Last night I read the Book Colossians, first time in a week that I have just sit down and really spend good time with GOD. In chapter 1 verses 9-14 is a prayer for strength I have prayed this for others so many times last night I prayed it for myself seeking wisdom from GOD. Chapter 3:13-14 says "Forbearing one another; and forgiving one another, if any man have quarrel against any; even as Christ forgave you, so also do ye. And above all of these things put on charity,(love) which is the bond of perfectness." If there is hurt that means forgiveness is a must.
I then read Psalm 33 this, we saw a DVD Wed. in youth and the speaker used this chapter in his text. He talked on the greatness of GOD, how small we are how big GOD is, how much God loves and cares about us and what we go through. How God thinks we are special each and every one of us. I loved verses 20-21 "Our soul waiteth for the LORD; he is our help and our shield. For our heart shall rejoice in him, because we have trusted in his holy name." This is just what I have had to do wait on GOD and trust in his holy name alone.

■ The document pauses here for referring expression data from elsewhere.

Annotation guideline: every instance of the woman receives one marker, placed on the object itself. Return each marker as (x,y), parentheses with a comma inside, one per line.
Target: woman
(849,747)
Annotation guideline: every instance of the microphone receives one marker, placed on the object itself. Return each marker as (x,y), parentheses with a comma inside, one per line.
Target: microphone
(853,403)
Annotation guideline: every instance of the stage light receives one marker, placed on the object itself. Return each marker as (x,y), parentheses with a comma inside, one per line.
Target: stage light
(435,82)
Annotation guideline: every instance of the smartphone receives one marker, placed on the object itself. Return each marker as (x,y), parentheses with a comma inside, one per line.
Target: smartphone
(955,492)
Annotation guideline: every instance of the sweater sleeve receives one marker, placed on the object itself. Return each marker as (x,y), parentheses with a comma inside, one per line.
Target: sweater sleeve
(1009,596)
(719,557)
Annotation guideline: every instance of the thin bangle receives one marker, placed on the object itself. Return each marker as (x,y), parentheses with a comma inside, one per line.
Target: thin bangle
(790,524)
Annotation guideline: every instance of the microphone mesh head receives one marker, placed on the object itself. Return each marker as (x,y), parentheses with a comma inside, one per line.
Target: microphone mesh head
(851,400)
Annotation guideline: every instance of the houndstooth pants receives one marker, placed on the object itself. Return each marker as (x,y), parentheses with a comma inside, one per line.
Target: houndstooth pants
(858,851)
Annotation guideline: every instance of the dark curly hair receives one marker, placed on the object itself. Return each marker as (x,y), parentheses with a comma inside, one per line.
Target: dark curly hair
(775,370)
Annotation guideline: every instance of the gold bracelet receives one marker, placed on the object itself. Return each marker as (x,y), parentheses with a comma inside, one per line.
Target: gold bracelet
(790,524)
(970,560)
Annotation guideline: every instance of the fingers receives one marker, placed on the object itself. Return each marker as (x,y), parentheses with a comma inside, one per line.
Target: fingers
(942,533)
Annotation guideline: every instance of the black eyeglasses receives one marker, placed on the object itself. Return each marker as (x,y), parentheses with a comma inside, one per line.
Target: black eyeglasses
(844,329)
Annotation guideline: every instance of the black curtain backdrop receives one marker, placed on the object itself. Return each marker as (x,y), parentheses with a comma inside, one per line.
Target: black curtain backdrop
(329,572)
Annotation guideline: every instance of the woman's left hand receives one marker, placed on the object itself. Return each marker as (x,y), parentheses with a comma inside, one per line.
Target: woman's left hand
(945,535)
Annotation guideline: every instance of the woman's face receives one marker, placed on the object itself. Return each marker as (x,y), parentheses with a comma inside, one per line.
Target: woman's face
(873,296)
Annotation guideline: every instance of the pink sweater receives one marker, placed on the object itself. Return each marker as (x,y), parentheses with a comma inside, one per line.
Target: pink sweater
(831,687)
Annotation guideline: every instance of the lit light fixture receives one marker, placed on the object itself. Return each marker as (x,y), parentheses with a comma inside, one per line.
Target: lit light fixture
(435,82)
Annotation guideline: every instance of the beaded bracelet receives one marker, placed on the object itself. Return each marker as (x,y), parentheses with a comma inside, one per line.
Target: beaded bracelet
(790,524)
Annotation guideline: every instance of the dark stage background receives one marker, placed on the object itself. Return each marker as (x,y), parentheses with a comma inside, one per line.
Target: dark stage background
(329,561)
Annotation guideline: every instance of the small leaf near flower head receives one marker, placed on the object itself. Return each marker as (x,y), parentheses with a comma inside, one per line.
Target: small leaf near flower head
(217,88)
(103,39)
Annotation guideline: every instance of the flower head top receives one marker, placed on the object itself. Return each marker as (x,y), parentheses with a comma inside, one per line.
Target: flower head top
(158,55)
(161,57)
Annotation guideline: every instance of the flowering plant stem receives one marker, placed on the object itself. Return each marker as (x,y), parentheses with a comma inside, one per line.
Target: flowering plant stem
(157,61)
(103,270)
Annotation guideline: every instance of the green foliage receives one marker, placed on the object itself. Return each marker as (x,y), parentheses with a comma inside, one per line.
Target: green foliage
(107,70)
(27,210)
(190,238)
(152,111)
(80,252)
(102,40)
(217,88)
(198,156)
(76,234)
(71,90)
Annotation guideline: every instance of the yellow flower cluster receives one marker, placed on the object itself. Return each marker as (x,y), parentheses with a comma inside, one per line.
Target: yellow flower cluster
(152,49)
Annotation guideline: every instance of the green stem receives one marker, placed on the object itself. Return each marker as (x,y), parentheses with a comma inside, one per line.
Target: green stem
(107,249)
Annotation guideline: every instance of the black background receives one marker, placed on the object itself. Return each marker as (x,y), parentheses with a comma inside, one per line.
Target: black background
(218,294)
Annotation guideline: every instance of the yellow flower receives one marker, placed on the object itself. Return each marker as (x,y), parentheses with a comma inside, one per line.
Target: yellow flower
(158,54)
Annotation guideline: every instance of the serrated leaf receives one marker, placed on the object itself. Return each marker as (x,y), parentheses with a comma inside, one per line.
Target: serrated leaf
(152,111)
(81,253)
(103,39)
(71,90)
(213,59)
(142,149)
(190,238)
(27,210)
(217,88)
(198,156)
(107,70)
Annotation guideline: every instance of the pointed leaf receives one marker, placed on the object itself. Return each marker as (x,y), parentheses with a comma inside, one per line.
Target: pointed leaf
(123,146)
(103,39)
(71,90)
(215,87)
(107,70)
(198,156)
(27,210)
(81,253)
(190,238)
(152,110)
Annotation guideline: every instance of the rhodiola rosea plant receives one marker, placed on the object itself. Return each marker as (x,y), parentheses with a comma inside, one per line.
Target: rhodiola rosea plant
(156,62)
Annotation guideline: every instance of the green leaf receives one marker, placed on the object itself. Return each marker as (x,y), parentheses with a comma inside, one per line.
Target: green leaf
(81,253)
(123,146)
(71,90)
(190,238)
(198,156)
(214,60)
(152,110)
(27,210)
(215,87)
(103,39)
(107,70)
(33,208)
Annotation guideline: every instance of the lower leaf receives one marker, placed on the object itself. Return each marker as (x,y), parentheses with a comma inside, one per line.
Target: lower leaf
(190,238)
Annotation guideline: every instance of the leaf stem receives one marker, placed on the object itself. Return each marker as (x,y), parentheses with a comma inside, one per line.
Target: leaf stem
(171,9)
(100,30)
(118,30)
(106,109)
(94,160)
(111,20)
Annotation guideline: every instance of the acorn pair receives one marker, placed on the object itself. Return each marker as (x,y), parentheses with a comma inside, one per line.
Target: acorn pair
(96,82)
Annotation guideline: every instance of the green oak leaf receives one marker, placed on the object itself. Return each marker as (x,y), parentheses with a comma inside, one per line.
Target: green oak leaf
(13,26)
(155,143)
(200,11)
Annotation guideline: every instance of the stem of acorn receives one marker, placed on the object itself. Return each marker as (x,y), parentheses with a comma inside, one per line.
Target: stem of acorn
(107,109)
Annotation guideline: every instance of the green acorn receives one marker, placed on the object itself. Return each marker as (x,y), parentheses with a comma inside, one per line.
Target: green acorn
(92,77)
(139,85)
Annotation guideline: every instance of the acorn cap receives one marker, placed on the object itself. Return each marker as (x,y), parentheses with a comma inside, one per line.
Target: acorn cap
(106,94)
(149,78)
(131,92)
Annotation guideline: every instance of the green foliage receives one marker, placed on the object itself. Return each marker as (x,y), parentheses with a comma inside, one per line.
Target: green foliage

I then picked up my book which I have not touched in a week "Next Door Savior"(just what I need a Savior). That is when it hit me the answerer to my questions. I DON'T DO IT I CAN'T DO IT. But God (love those words) he knew that I couldn't but he had already given me what I need, I just had to pull from it. It is the force with me that does it. When he died he told us John 14:16 "And I will pray the Father, and he shall give you another Comforter, that he may abide with you for ever." The force with me the HOLY SPIRIT will lead my life back to what he thinks is normal, he will bear the pain and take turn the tear into tears of JOY. He will suppy the forgiveness that I need to give and the forgiveness I need to heal.
Last night I let that force take over and do what I can't do. I let my Savior's love start the healing. Last night I just said here Lord you take it, you have wanted it all along, I just had to give it. That is what is so amazing about GOD'S love with each hammer of the nail he had already suffered my pain, with each drop of his precious blood he had already covered by hurt. And just as he rose victorious I too will rise, because in my weakness God shows his strength, through the HOLY SPIRIT.